Authors
Umarov G.M., Fedyk O.V., Shestakov E.A., Melnichenko V.Ya., Mochkin N.E., Zefirova S.A., Kim K.F., Zhiburt E.B.
Pirogov National Medical and Surgical Center, Moscow
Abstract
Rationale. Daratumumab is a monoclonal antibody against CD38, which is located on the surface of multiple myeloma (MM) cells. This has made CD38 a target for immunotherapy against MM. CD38 is also present on red blood cells and platelets. Therefore, anti-CD38 antibodies can interfere with routine immunohematological testing and distort their results.

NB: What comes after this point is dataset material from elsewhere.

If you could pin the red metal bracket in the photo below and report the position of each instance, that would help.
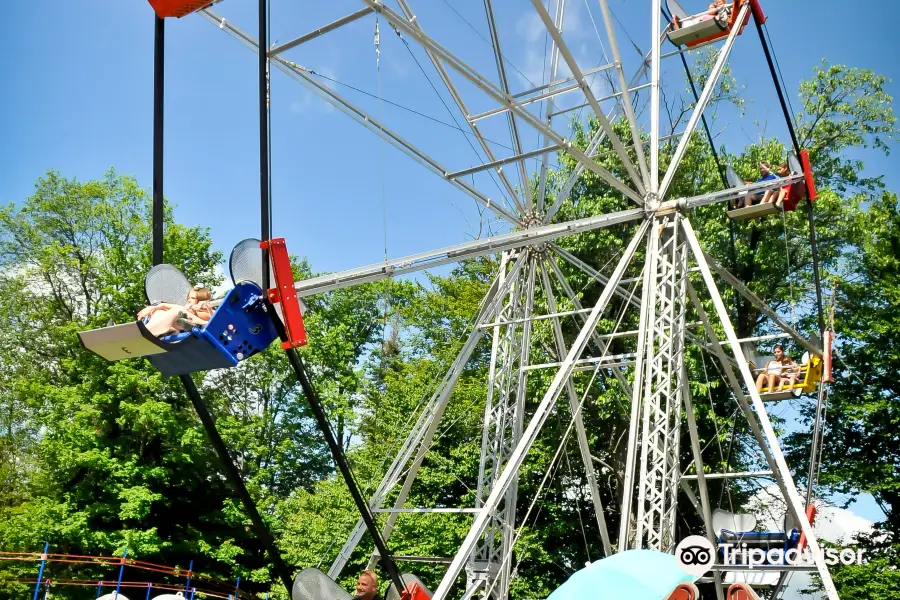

Objective. To identify patterns in immunohematological testing and transfusion therapy in patients receiving daratumumab.
Methods. A retrospective study, using electronic medical records, examined the results of immunohematological testing and transfusion therapy for 75 inpatients at the Pirogov Center receiving daratumumab in 2025.
Results. Based on the results of treatment at the Pirogov Center in 2025, 12.0% of patients receiving daratumumab required red blood cell transfusions, while 29.3% required platelet transfusions. A positive test for irregular anti-erythrocyte antibodies, characterized by weak and fluctuating agglutination, was recorded in 4 of 9 red blood cell recipients. Transfusion of donor red blood cell suspensions containing leukodepleted red blood cells in PAGGSM, compatible with ABO, Rh, and Kell blood group antigens, with visual assessment of hemolysis, ensures adequate transfusion support for patients receiving daratumumab.
Conclusion. Specific aspects of the evaluation and transfusion support of patients receiving daratumumab should be included in the clinical guidelines for “Multiple Myeloma”.
Keywords: daratumumab, antibodies, compatibility, blood transfusion.